Results and discussion

Effect levels
Key result
Sex:
female
Dose descriptor:
LD50
Effect level:
> 300 - < 2 000 mg/kg bw
Based on:
test mat.
Mortality:
All animals died in the test substance administration group at 2000 mg/kg body weight (3 rd step) respectively. No dead animals were observed in the remaining 300 mg/kg body weight (1 st step and 2 nd step) test substance administration group.
Clinical signs:
Prone position was observed for all animals 30 minutes after administration in 2000 mg / kg administration group (3 rd step). At 1 hour after administration, Prone position, Soiled perineal region and Soft stool were observed in all animals, one died, the other two showed the same clinical signs and died at 4 hours.
No clinical signs were observed at 300 mg/kg body weight (1 st step and 2 nd step) throughout the study.
Body weight:
Survival animals showed normal gains in body weight.
Gross pathology:
In necropsy finding of died animals, Soiled perineal region were observed in all died animals. There were no necropsy findings caused by administration of test substance in all survived animals.

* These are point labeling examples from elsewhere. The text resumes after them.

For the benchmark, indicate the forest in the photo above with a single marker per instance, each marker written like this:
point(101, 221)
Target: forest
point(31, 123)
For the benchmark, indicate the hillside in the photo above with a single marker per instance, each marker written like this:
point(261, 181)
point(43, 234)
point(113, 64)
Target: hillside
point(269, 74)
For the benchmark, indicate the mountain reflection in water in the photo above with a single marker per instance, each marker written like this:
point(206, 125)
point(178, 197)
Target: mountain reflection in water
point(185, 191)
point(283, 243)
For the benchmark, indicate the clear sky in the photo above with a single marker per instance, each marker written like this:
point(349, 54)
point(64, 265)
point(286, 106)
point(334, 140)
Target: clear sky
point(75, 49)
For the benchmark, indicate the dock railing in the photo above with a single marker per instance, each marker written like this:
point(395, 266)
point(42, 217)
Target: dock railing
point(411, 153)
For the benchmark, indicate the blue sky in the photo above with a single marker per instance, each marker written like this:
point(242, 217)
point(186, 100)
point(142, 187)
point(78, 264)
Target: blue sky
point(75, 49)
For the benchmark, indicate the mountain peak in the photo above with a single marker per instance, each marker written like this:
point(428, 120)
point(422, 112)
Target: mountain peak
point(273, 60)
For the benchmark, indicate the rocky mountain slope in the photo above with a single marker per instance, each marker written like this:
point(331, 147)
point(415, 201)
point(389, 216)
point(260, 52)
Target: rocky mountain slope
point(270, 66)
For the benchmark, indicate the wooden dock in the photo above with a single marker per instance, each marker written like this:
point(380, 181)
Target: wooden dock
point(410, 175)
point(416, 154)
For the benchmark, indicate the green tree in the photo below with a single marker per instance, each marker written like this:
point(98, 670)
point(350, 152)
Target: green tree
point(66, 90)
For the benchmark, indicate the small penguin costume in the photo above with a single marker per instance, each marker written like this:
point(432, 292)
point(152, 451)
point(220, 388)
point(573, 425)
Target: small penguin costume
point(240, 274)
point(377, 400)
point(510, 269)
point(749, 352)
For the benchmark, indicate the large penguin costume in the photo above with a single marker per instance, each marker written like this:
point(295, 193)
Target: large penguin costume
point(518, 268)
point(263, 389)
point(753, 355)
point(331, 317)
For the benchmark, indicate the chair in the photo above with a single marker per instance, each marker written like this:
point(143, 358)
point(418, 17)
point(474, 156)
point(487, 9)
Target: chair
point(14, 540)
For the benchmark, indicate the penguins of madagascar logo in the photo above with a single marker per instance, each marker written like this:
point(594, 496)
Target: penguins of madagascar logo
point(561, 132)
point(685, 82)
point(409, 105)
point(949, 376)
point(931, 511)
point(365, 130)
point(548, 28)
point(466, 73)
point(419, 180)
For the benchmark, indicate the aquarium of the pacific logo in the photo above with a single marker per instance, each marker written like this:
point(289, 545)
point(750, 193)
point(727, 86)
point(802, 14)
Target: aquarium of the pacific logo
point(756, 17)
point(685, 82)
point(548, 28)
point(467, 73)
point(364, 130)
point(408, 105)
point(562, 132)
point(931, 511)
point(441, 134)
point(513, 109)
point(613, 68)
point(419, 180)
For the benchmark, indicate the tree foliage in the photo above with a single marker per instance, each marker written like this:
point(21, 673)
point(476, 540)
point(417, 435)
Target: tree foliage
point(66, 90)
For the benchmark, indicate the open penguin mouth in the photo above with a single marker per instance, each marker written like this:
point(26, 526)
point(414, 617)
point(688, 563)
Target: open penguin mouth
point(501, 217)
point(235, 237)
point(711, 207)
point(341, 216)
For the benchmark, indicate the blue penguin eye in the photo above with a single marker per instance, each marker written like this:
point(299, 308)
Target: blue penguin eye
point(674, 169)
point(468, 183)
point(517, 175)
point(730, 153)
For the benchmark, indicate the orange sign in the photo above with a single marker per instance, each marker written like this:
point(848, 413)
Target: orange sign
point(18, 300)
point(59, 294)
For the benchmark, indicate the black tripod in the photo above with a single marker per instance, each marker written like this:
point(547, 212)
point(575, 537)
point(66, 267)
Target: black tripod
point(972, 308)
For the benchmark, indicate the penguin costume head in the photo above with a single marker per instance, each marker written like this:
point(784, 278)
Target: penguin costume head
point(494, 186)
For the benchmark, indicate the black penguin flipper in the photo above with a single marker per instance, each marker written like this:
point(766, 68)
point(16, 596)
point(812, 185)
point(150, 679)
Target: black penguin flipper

Applicant's summary and conclusion

Interpretation of results:
Category 4 based on GHS criteria
Conclusions:
Based on the result of the acute oral toxicity study in Sprague-Dawley rats, the test substance was classified into GHS (Globally Harmonized Classification System for Chemical Substances and Mixtures) Category 4 in this study.